Single-procedure clinics/regional centres as a principle is already sort of being implemented here in Ontario. I believe the Trillium Health Centre Site in Etobicoke have some sort of specialization in cataract surgery.

afransen:

Well, it depends on where the facility in question is, I suppose. It would make certainly make sense for single-procedure clinics in urban centre since there is a relatively large population served within a small geographical area. Besides, practice makes perfect, from a medical standpoint.

GB
 
If Krugman is up for a Nobel it is not for anything he has done recently. (though I guess working at MIT/Princeton still likely beats the Pittsburg Review on most days). -sorry but I find his opinion peices in the Times a bit annoying as he has a fairly obvious bias and tends to stray way too far from his actual field of knowledge.
 
I don't think newspaper columns are really criteria for a Nobel Prize. He'd get it for his major work on international trade theory. The currency crises too. He's already won the John Bates Clark, which is almost prestigious as the Nobel but not as well known.
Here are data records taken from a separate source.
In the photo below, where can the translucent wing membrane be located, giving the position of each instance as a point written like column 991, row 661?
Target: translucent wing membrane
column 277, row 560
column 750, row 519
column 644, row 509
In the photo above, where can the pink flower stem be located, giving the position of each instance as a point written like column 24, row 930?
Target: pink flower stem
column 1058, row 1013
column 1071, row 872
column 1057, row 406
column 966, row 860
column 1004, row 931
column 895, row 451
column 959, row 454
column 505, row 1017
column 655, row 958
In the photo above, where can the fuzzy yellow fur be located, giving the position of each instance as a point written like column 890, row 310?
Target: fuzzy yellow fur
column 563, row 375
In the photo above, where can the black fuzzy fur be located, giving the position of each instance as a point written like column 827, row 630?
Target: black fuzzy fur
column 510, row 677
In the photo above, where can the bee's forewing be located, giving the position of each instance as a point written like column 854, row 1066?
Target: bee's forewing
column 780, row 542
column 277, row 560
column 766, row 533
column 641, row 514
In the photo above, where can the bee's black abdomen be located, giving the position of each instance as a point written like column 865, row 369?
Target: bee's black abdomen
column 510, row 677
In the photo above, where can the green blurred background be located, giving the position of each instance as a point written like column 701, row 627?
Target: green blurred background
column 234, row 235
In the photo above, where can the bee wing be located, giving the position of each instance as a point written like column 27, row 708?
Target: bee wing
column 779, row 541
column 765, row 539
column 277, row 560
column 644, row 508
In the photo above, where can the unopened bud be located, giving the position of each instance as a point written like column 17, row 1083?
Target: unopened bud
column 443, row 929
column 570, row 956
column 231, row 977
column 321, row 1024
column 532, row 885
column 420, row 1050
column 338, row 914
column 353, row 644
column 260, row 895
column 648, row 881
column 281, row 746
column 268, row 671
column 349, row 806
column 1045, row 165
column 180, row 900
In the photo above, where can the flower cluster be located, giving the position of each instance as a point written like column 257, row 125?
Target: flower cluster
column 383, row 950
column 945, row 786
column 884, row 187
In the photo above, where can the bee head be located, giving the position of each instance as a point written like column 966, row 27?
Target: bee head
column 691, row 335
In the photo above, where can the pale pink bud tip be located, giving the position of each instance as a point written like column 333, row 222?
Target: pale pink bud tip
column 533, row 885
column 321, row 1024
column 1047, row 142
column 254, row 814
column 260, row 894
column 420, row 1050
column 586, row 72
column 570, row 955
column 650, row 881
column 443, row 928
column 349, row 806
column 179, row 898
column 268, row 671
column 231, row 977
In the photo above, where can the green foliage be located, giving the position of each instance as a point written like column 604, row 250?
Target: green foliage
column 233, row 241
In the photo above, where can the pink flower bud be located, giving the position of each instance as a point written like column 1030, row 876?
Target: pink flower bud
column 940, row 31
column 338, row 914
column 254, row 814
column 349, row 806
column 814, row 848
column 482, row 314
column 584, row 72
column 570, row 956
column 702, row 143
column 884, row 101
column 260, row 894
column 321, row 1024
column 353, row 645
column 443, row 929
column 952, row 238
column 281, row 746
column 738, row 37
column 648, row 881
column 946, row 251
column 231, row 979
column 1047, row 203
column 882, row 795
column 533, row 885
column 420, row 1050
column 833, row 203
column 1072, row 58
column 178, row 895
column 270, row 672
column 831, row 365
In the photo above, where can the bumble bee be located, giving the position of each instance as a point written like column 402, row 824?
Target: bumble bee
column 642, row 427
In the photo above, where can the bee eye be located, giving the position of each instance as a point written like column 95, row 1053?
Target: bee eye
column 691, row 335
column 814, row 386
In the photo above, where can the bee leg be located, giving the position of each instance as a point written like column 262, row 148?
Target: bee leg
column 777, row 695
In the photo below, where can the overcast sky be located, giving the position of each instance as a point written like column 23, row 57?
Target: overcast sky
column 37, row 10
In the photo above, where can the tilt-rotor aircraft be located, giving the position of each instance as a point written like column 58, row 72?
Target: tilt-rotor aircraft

As for the columns... They're usually good, but often a little too strong and frequent about American domestic issues that don't really affect me, so that diminishes my attention at times.
 
Single-procedure clinics/regional centres as a principle is already sort of being implemented here in Ontario. I believe the Trillium Health Centre Site in Etobicoke have some sort of specialization in cataract surgery

Again, good point. Most of these would fall under "elective" procedures, I assume (a cataract surgery clinic is one that I am not too sure about).